In 2018, the year that started the slide, Baltimore was fourth worst in relief ERA (4.78), 11th worst in HR/9 (1.13), tied for seventh worst in save percentage (61) and tied for 16th-worst in inherited runners scoring (31); not terrible numbers, until you remember that the year began with Zack Britton, Brad Brach and Darren O’Day in the ’pen.

In the midst of all of that was a solid year - the COVID-affected season of 2020, which lasted only 60 games. Over those 60, Baltimore’s bullpen ERA of 3.90 was actually the ninth-best mark in all of baseball.

And maybe this season and that season have something in common - the Orioles didn’t play long enough in 2020 for water to find its level, and the only reason the 2022 Birds so far are pitching well in relief is because the other shoe hasn’t had a chance to drop yet.

And maybe that’s what’s ahead for Baltimore relievers (does anyone really expect Bryan Baker, he of the one career inning on the mound entering this season, to finish the year with a 1.93 ERA?). Some of this could be legit, however. Dillon Tate flashed some brilliance in 2020 on his way to a 3.24 ERA and 0.840 WHIP, perhaps his current 1.42 ERA is indicative of his taking the step forward that he was expected to make last year?
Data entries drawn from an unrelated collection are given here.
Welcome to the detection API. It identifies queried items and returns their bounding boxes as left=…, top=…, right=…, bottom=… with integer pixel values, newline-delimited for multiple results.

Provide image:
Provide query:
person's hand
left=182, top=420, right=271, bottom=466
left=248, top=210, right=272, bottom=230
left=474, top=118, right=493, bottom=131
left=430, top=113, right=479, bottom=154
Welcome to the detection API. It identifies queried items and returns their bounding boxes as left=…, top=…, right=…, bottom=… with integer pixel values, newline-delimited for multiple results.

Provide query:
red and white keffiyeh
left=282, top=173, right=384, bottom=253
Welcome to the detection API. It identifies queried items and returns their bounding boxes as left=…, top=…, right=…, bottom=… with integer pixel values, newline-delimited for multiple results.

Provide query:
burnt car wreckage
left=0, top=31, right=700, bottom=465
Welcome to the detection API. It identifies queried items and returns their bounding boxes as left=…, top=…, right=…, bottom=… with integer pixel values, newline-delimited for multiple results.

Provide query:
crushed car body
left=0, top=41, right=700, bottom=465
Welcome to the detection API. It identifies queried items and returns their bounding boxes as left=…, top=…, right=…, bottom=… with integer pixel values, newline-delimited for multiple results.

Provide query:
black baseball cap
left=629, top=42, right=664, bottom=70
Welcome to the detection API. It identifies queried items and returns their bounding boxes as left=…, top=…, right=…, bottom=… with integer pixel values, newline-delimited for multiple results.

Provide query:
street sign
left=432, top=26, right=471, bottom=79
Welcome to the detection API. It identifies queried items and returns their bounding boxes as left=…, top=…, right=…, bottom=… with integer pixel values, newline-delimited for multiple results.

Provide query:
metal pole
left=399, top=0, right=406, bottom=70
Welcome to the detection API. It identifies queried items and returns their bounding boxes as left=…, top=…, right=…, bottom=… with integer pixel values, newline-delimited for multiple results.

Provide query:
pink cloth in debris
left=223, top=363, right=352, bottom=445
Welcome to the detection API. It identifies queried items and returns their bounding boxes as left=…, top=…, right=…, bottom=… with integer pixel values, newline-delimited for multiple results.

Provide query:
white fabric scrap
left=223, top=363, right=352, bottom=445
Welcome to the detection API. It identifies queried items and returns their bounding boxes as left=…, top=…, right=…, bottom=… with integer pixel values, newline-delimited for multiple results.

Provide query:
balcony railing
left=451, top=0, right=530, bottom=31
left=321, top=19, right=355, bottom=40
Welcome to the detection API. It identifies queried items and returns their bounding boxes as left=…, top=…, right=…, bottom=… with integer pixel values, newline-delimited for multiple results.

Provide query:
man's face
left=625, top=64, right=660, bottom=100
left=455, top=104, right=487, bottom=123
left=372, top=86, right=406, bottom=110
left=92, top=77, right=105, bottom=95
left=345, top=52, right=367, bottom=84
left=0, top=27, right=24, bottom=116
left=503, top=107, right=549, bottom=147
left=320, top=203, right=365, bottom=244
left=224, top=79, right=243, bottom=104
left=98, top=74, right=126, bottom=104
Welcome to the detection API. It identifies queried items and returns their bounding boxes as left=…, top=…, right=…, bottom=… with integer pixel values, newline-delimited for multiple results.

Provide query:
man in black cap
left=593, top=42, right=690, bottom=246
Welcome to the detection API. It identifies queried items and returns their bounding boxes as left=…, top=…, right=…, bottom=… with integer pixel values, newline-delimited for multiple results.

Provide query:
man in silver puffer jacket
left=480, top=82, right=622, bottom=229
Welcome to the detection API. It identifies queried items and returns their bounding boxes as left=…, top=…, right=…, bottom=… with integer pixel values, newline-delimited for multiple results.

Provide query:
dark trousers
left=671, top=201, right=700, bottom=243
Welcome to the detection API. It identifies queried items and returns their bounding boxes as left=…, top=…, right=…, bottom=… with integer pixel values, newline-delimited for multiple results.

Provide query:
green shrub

Jorge Lopez has been solid if not spectacular with a 3.38 ERA and rate of 10.1 strikeouts per nine, and while he went 3-14 last season, he had a 2.16 ERA over eight appearances as a reliever. Maybe, as has been the case hundreds of times before, he’s the latest example of a pitcher who can’t hack it as a starter but finds a niche in the bullpen. Britton, Brian Matusz and Andrew Miller know the feeling.

And Keegan Akin and Michael Baumann have a combined 1.08 ERA in 8.1 innings, and maybe it’s a matter of time before they’re knocked around. But they’re also former high-ranking pitching prospects, and if more highly-regarded young arms sure come to Baltimore over the course of the season, maybe the Orioles’ long relief will become a sure strength for the team.

We’ll see. But it’s hard not to be pleased so far.